LONGMONT — The demand for hybrid cars in Longmont, like in much of the nation, is dampened only by the vehicles’ lack of availability.
Brian Stapp of Longmont Toyota said he has a nine-month waiting list for the Toyota Prius.
“There’s very very high demand. ... Right now, the wait is pretty long,” Stapp said.
One reason is that the company can’t mass-produce its hybrid technology, so the supply is not keeping up with demand, Stapp said. Another is that 2004 is the first year for the Toyota Prius, which Stapp said “makes it more desirable.”
Longmont Toyota sells two to five of the new hybrids a month.
The Prius gets its best gas mileage in “stop-and-go traffic,” Stapp explained, and people who commute long distances on the highway will not benefit as much in gas mileage savings, he added.
The Prius averages 51 miles per gallon on the highway and 61 miles per gallon in the city, he said. The car costs between $20,000 and $26,000.
Honda is having similar success with its Civic Hybrid.
Elizabeth Frame, a sales consultant at Frontier Honda in Longmont, said the dealership sells a half dozen of the cars a month.

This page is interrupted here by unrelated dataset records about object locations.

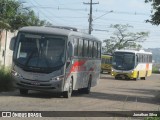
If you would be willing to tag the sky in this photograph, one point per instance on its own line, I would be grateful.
(75, 14)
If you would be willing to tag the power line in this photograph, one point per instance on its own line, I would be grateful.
(90, 15)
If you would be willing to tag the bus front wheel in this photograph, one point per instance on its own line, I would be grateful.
(68, 93)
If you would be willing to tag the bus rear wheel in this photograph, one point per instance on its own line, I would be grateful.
(23, 91)
(68, 93)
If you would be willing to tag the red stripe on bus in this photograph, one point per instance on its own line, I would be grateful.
(77, 64)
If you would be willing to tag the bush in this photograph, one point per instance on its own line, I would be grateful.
(155, 70)
(5, 79)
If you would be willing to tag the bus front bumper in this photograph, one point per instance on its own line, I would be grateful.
(48, 86)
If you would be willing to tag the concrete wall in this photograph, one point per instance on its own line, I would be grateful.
(5, 37)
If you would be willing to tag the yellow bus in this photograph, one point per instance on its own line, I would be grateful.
(131, 64)
(106, 63)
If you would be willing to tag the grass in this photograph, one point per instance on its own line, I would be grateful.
(155, 70)
(5, 79)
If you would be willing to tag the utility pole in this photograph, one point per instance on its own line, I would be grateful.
(90, 15)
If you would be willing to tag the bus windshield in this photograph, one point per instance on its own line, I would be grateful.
(40, 53)
(123, 61)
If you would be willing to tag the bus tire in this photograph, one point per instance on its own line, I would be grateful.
(87, 90)
(23, 91)
(68, 93)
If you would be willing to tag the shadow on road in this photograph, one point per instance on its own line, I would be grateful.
(122, 97)
(38, 94)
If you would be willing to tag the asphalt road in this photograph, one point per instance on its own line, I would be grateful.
(108, 95)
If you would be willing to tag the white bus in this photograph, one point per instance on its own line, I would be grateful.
(55, 59)
(131, 64)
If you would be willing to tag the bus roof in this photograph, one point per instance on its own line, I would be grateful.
(134, 51)
(56, 31)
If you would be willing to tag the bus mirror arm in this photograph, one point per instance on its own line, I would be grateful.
(12, 43)
(70, 50)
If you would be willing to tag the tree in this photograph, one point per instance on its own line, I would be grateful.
(13, 16)
(155, 17)
(121, 39)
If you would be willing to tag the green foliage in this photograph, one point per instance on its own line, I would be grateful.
(122, 38)
(5, 79)
(155, 12)
(155, 69)
(14, 16)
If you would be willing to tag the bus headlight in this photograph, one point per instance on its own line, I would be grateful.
(16, 74)
(58, 78)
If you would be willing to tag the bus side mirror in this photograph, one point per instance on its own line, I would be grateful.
(70, 50)
(12, 43)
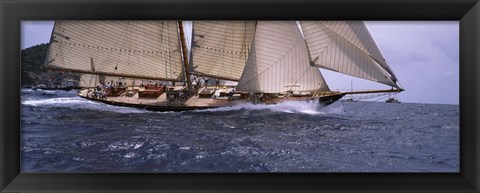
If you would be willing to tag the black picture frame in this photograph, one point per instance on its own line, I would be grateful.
(465, 11)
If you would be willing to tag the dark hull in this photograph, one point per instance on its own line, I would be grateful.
(325, 100)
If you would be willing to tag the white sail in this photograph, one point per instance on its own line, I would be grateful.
(346, 47)
(278, 61)
(89, 80)
(220, 48)
(142, 49)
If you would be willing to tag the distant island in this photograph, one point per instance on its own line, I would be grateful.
(33, 73)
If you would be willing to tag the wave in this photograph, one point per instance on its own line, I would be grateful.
(80, 103)
(298, 107)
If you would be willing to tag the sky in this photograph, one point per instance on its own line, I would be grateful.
(424, 56)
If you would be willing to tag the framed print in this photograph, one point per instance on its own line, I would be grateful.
(239, 96)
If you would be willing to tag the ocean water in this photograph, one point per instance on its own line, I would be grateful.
(61, 132)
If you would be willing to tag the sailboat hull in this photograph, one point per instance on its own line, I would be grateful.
(195, 102)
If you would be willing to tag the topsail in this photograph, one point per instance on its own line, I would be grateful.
(138, 49)
(348, 48)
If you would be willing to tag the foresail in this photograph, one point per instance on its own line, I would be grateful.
(142, 49)
(89, 80)
(220, 48)
(346, 47)
(278, 61)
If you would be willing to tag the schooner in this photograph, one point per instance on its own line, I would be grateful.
(158, 66)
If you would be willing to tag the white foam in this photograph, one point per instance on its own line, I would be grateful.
(53, 101)
(304, 107)
(80, 103)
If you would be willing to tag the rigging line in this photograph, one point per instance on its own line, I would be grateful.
(381, 97)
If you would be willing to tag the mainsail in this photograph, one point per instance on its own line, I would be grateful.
(137, 49)
(347, 47)
(220, 48)
(278, 61)
(89, 80)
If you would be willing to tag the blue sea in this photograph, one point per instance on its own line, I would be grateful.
(61, 132)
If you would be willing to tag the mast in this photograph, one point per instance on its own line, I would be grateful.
(185, 58)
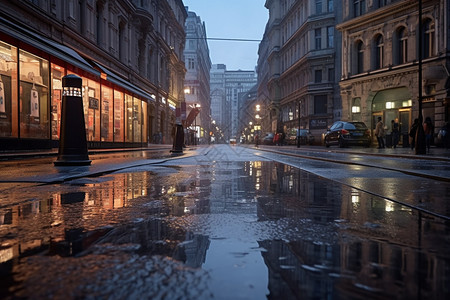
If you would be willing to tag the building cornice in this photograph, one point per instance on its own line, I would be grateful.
(378, 15)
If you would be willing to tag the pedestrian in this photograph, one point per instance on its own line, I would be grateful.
(395, 132)
(379, 133)
(428, 129)
(412, 133)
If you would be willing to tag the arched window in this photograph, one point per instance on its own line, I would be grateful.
(359, 57)
(379, 52)
(428, 38)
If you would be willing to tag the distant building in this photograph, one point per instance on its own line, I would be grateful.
(129, 55)
(197, 81)
(297, 65)
(226, 86)
(218, 98)
(380, 62)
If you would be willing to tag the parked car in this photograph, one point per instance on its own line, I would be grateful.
(347, 133)
(268, 139)
(306, 138)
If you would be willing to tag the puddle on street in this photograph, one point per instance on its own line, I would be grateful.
(253, 230)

She hopes that Honda will step up production of the popular cars so Frontier can double its monthly sales of the vehicle in 2005.
“Since the price of gas is starting to climb, suddenly we are seeing a huge surge in people looking at hybrid cars,” she said. “There are a lot more people trading in their Excursions and big things that get eight to 10 miles per gallon because it isn’t fun at the pump anymore.”
The Honda Civic Hybrid gets between 46 and 51 miles per gallon and costs between $20,000 and $21,000, Frame said. The Insight, a compact hybrid that starts around $19,000, is rated at about 65 miles per gallon.
“The Insight is a two-seater and doesn’t fill a lot of bills for people,” Frame said. “You can hardly put groceries in them, but people like them as commuter cars.”
Families are more attracted to the four-door Civic model, she said.
Both Honda and Toyota plan to unveil new hybrid models in 2005. Toyota will turn its Highlander SUV into a hybrid, and Honda will add a V6 Accord hybrid in the new year.
Baine Kerr bought a Honda Insight — Honda’s first foray into the hybrid car market — the first year it came out, in 2000.
A small two-seater that runs on both gasoline and electricity, the Insight is “cool looking and fun to drive,” Kerr said.
“The fuel economy looked really interesting, and the environmental cleanliness was a great attraction,” he said, adding that since he does a lot of in-town driving in Boulder and Denver, he doesn’t “maximize the fuel economy. My lifetime fuel economy is 52.5 miles per gallon.”
His only road trip since he bought the car was to San Antonio, Texas.
“I got within less than 200 miles of San Antonio, about 760 miles, on one 10-gallon tank of gas,” Kerr said.
The Boulder attorney added that he has to fill up so rarely that he often forgets which side of the car the gas cap is on.
The Insight, like the Civic Hybrid, has a battery pack backup. When the cars stop at a stoplight, the engine shuts off. The moment the driver takes his foot of the brake or clutch, the engine turns on again, with an extra boost from the battery pack.
The act of braking recharges the battery.
Karen Hunter, who bought a Honda Civic Hybrid in October, said she and her husband worried about wearing the car’s battery down by driving into the mountains.
But after driving from Longmont to Estes Park, over Trail Ridge Road and back to town through Golden, she found that her car got 50.3 miles per gallon on that tank and its battery level never dipped. The car averages 47 miles per gallon in town, she said.
Hunter said she has always been interested in science and “also very concerned about our environment,” so she decided to practice what she preached by trying to consume less.
“I’ll never buy a regular car again,” she said. “This is such an economical way to go. I
really hope they take off.”
Stapp said the reason the Prius has a waiting list and the Honda Civic Hybrid does not is that the Prius is a “true hybrid.”
Unlike the Civic, which uses electricity to give the gasoline engine a boost, the Prius can run on either electricity, gasoline or both at the same time, he said.
“I think a lot of people want to try and have the newest technology and help the environment,” Stapp said.